From the block layer to the respective hardware drivers for driving some storage devices (e.g., for new NVMe flash memory in the NMVe driver, which has used blk-mq since kernel version 3.19). However, the path first leads to the SCSI midlayer for all storage devices that are addressed via a device file like /dev/sd*, /dev/sr*, or /dev/st*, which doesn't addressed just SCSI or SAS devices, but also SATA storage, RAID controllers, and FC HBAs.

Thanks to scsi-mq, it is possible to address such devices starting with blk-mq from Linux kernel 3.17. However, this path is disabled by default at the moment. Christoph Hellwig, the main developer of scsi-mq, does hope to have scsi-mq activated by default in future Linux versions in order to remove the old code path completely at a later date [2].
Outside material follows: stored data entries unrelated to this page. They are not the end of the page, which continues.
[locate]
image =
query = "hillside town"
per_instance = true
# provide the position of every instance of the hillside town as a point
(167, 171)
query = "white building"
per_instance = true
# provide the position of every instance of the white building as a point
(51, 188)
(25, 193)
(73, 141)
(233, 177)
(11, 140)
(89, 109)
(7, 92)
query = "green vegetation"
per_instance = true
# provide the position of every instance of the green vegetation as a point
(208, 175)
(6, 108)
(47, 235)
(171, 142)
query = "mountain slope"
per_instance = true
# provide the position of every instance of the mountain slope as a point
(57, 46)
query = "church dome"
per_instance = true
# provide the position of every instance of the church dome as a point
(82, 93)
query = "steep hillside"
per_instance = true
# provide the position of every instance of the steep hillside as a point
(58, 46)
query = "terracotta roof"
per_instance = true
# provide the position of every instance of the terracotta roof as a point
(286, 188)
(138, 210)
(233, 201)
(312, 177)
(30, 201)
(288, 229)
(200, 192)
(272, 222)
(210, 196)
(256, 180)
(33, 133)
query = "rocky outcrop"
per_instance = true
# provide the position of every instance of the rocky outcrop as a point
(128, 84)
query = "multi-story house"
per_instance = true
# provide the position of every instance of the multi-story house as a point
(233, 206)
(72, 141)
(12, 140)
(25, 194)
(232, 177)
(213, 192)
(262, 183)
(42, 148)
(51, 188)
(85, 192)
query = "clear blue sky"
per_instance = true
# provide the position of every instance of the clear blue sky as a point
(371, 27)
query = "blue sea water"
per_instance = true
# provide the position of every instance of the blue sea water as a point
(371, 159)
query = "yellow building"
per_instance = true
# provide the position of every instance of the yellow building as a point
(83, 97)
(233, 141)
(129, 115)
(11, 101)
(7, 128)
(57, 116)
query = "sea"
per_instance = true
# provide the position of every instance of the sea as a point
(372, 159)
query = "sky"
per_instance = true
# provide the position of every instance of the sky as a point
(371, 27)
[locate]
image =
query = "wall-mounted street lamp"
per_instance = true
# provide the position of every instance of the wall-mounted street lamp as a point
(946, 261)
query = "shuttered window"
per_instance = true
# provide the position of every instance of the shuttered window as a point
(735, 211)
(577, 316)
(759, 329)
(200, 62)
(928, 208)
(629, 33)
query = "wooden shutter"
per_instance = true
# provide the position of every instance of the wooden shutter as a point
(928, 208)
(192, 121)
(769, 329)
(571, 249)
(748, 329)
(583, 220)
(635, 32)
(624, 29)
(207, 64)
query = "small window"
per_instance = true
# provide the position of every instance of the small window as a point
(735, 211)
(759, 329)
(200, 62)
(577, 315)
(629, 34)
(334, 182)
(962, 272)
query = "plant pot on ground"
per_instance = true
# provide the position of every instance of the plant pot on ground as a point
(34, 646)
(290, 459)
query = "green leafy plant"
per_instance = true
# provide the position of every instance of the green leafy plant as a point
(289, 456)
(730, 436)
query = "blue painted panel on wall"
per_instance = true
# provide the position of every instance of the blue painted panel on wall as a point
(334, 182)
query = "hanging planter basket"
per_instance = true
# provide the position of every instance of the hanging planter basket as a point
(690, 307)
SCSI low-level drivers at the lower end of the storage stack are in fact the drivers that address the respective hardware components. They range from the general Libata drivers for controlling (S)ATA components via RAID controller drivers, such as megaraid_sas (Avago Technologies MegaRAID, formerly LSI) or AACRAID (Adaptec), to (FC) HBA drivers such as qla2xxx (QLogic), to the paravirtualized drivers virtio_scsi and vmw_pvscsi. For these drivers to deploy multiple parallel hardware queues via blk-mq/scsi-mq in the future, each driver must be adjusted accordingly.

Conclusions

The Linux Storage Stack implements all the requirements needed by an operating system to address current storage hardware. The modular design with well-defined interfaces ensures that the kernel developers can continue to develop and improve individual parts independently. This is also reflected in the new blk-mq, which will gradually take over from the previous I/O scheduler to address high-performance flash memory.

Specifically, the kernel developers are planning blk-mq support for the device mapper multipath driver (dm-multipath), I/O scheduler support in the blk-mq layer, and scsi-mq/blk-mq support for iSCSI and FC HBA drivers [3] in the next kernel versions.